How do I report a scam?

Use the Report Scam module in the app — submit a TRON address, domain, or short description. Reports feed community intel surfaced in wallet and AML modules.

For background on how watchlist hits affect scores, read the watchlist guide. False reports may be deprioritized; repeated abuse does not help the community.

Can I trust a low risk score?

A low score means fewer public red flags fired today — not a lifetime safety guarantee. New exploits, freshly deployed drainers, and off-chain social engineering are not fully visible on-chain.

Use TRONSEC as one layer in your checklist: verify the recipient, decode the transaction before signing, and revoke stale approvals periodically.

Limitations

What TRONSEC cannot promise — stated plainly, without marketing spin.

Is TRONSEC financial or legal advice?

No. TRONSEC provides informational security analysis only. We are not a licensed financial advisor, exchange, custodian, law firm, or compliance officer.

Risk scores, AML labels, and contract flags are heuristics to help you ask better questions — not instructions to buy, sell, hold, or transfer assets.

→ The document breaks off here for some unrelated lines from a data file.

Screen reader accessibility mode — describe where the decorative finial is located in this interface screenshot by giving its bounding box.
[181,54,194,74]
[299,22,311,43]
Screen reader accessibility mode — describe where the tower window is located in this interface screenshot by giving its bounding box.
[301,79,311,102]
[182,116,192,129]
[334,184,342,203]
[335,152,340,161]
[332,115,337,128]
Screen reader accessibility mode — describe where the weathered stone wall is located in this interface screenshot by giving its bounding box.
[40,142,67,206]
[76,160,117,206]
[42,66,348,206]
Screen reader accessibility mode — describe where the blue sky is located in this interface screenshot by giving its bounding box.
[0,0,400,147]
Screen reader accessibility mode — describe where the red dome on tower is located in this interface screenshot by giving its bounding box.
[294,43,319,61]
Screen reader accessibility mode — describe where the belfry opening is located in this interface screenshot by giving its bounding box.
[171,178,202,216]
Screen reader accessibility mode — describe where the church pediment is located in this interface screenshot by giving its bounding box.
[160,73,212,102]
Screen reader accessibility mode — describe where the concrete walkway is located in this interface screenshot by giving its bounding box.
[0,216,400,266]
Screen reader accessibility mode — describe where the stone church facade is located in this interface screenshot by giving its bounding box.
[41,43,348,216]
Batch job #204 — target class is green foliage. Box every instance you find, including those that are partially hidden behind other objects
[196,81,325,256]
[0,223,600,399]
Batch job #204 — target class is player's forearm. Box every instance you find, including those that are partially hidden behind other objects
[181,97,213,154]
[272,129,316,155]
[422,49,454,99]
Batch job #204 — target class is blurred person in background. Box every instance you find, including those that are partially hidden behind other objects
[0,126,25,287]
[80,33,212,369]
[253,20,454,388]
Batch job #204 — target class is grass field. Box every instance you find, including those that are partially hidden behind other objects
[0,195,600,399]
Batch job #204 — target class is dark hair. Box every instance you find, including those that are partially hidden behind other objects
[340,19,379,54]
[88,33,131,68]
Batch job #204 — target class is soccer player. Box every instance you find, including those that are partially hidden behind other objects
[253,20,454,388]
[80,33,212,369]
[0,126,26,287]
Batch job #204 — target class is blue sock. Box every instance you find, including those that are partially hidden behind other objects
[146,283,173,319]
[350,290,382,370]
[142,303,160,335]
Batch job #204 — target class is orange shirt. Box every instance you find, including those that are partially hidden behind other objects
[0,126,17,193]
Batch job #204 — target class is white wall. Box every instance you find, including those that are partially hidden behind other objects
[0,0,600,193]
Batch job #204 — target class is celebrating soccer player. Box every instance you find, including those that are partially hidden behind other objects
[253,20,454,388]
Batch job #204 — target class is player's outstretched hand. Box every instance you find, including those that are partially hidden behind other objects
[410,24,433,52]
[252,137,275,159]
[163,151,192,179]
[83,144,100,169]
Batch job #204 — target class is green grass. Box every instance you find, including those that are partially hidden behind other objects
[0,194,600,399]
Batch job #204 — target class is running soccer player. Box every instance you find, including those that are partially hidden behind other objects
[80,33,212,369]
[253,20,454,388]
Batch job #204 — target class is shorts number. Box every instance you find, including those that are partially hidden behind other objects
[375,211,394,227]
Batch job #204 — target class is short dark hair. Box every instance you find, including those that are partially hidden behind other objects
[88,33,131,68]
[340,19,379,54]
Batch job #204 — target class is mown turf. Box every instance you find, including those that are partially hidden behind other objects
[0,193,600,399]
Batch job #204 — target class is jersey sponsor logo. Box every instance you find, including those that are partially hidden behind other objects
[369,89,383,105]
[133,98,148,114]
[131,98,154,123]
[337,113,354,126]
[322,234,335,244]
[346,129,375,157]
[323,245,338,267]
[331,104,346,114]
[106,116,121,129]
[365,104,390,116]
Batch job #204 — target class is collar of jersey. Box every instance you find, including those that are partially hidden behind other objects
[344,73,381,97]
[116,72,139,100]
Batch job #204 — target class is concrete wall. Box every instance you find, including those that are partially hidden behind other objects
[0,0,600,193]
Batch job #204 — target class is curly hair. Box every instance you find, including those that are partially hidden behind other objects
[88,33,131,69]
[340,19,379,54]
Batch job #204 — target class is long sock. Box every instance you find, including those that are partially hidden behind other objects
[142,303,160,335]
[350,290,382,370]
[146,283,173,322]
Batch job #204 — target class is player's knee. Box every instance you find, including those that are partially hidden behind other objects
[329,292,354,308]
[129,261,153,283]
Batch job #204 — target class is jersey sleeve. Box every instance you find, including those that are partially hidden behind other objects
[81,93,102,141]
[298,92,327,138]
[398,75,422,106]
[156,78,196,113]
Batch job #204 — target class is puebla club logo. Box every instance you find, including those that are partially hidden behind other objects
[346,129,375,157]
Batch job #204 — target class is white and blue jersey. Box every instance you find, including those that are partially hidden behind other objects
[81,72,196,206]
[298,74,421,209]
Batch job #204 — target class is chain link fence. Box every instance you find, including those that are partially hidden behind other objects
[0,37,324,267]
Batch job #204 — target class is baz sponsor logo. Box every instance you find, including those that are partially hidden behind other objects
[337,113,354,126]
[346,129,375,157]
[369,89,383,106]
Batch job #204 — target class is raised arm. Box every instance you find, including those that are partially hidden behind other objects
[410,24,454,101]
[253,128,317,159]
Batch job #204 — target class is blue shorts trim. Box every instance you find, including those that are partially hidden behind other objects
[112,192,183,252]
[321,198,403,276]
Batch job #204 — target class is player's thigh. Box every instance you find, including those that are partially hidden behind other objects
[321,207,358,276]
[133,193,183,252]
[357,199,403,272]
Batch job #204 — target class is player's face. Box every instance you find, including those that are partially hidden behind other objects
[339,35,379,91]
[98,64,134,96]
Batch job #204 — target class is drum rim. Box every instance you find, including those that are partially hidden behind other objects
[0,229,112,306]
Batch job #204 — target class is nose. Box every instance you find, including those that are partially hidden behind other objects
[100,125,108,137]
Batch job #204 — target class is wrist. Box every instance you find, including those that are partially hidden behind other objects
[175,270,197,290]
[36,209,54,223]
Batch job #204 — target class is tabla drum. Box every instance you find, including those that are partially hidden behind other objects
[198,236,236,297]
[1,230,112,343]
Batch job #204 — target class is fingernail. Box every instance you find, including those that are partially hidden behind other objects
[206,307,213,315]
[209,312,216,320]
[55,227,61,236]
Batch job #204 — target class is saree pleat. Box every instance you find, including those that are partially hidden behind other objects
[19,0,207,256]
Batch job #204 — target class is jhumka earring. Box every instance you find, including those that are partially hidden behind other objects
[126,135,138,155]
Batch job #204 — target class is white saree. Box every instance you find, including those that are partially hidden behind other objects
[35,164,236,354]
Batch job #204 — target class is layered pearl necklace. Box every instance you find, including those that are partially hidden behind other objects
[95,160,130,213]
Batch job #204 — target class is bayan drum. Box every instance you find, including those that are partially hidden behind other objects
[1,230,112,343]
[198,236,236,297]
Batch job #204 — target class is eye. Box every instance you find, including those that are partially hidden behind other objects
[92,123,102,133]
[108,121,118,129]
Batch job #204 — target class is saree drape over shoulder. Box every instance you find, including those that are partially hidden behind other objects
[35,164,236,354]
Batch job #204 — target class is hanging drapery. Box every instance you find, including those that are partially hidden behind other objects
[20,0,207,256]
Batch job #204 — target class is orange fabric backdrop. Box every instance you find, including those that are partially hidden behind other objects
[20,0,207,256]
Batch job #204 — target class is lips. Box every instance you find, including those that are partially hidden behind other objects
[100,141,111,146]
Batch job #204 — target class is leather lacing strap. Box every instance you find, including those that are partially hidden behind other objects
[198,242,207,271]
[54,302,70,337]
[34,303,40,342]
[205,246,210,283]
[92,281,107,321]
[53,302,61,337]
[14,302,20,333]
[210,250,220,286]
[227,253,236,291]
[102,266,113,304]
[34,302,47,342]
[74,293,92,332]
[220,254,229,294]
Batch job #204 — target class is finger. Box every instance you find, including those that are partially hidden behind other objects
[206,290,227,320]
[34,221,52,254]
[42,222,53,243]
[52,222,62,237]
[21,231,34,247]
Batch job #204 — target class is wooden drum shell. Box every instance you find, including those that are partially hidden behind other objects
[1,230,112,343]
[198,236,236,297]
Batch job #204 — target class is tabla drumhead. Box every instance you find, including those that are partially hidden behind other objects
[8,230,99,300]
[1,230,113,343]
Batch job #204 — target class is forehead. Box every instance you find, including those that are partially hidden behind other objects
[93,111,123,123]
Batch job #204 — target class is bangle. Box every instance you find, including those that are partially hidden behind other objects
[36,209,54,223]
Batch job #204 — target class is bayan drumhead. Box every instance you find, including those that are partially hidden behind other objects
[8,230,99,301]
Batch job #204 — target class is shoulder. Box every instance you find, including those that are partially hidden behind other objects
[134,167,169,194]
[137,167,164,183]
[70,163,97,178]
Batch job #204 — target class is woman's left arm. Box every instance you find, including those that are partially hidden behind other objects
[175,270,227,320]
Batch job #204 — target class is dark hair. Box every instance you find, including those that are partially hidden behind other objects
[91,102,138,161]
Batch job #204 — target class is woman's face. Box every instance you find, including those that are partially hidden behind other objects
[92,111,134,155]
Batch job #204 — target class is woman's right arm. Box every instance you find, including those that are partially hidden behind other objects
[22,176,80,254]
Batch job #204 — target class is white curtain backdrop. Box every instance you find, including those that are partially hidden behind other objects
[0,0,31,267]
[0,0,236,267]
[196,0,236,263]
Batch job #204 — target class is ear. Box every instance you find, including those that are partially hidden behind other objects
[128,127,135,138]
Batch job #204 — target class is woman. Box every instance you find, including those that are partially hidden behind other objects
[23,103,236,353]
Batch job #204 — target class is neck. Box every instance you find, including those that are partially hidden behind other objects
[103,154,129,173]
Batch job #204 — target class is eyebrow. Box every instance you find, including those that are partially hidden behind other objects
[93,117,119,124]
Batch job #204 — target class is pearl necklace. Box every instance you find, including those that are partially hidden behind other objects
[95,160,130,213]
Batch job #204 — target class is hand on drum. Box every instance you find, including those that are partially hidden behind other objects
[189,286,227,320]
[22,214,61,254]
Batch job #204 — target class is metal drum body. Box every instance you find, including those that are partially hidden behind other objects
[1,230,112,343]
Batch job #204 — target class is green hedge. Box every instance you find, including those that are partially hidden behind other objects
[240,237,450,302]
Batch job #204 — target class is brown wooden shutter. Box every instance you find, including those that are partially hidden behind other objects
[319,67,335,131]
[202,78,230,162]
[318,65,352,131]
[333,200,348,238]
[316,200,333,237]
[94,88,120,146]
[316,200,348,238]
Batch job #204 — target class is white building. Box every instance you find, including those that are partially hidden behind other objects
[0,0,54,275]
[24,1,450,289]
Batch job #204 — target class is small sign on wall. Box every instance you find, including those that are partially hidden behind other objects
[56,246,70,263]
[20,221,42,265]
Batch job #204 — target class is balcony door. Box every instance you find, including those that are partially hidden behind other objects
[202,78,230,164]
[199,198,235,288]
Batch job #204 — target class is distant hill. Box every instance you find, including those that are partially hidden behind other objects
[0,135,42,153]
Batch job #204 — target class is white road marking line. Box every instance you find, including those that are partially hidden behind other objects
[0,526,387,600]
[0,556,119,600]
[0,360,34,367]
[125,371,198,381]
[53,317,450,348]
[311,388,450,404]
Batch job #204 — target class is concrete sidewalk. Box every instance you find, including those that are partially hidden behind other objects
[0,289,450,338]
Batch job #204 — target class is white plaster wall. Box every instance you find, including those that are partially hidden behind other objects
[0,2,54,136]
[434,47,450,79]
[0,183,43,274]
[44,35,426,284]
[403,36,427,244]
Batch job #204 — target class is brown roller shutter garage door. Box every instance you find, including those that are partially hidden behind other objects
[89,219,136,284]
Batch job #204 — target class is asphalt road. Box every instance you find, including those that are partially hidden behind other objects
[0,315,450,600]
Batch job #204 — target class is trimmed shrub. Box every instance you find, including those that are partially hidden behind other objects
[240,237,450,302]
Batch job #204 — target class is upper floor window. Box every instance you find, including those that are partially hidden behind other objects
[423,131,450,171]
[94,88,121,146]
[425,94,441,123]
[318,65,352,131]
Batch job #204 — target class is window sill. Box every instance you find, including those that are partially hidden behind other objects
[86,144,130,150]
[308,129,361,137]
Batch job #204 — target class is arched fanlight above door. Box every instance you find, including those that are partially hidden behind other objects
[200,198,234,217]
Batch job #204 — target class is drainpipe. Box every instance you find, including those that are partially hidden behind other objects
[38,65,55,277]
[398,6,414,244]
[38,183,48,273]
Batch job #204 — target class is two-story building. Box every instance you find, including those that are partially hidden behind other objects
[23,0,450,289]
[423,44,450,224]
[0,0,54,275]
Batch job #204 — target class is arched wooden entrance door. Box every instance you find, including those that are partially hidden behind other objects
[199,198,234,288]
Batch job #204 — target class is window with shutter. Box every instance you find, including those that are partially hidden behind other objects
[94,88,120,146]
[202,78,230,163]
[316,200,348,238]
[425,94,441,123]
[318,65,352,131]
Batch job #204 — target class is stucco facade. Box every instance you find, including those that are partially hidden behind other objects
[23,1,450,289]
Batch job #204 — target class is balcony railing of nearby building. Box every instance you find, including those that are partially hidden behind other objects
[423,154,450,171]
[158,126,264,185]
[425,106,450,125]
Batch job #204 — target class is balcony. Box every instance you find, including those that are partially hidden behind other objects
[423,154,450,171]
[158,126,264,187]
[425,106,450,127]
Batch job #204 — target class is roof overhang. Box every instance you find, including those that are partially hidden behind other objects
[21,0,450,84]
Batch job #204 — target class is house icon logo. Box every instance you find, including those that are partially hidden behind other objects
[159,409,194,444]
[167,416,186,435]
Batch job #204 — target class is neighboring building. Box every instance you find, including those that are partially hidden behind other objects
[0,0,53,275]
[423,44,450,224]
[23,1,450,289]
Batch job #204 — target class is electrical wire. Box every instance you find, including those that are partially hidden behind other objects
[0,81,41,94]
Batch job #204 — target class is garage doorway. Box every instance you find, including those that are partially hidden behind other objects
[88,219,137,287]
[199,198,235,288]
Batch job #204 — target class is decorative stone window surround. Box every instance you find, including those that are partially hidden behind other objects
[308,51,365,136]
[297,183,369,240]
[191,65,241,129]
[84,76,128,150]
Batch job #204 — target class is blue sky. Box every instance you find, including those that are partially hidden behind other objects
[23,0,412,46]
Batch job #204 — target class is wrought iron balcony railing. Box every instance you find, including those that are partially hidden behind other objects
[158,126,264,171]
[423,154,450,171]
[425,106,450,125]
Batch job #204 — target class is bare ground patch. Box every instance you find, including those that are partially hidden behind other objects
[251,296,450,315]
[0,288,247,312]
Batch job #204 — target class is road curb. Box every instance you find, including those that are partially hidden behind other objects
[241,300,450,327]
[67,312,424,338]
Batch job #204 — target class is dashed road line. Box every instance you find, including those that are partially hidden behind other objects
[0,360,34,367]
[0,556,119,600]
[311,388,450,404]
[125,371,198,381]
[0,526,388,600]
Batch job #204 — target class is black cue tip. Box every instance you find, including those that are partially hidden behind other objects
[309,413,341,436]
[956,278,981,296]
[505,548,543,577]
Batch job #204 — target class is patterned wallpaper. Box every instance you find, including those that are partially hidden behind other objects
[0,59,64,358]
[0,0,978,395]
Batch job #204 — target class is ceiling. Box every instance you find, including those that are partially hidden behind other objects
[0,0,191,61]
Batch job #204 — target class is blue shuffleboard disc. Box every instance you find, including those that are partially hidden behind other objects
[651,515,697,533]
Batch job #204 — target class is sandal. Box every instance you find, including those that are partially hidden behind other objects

Can TRONSEC guarantee a wallet or contract is safe?

No tool can. We flag known patterns, watchlist matches, and suspicious bytecode — but a clean scan today does not rule out a malicious upgrade tomorrow (especially on proxy contracts) or activity we have not indexed yet.

Always cross-check high-value transfers independently. When in doubt, send a small test amount first.

Is AML screening the same as exchange KYC?

No. TRONSEC aggregates public watchlist and heuristic fund-flow signals — it is not a regulated KYC/AML service and cannot clear you for banking or exchange onboarding.

A "no hits" result does not mean an address is licensed, sanctioned-clean, or government-approved. See our terms for full disclaimers.

Will contract scan catch every exploit?

Contract scan uses static rules (proxy patterns, mint functions, owner controls, unverified bytecode) — it does not execute or fuzz live contracts. Novel zero-day logic, off-chain oracle manipulation, and social engineering are out of scope.

Verified source on TronScan improves coverage, but unaudited or obfuscated contracts can still hide risk between scans.

Can the phishing scanner detect every fake site?

It compares URLs against typosquat patterns, known drainer domains, community reports, and suspicious JavaScript — but brand-new domains registered minutes ago may not be in any list yet.

Bookmark official dApps, verify URLs character-by-character, and decode transaction calldata before approving unknown spenders — do not rely on a single green checkmark.

What happens when public APIs are down or incomplete?

TRONSEC depends on TronGrid, TronScan, and other public endpoints. Rate limits, indexer lag, or outages can delay results, omit recent transactions, or show stale token balances.

If a scan fails or looks incomplete, retry later or verify directly on TronScan. We surface errors in-module rather than silently showing partial data as complete.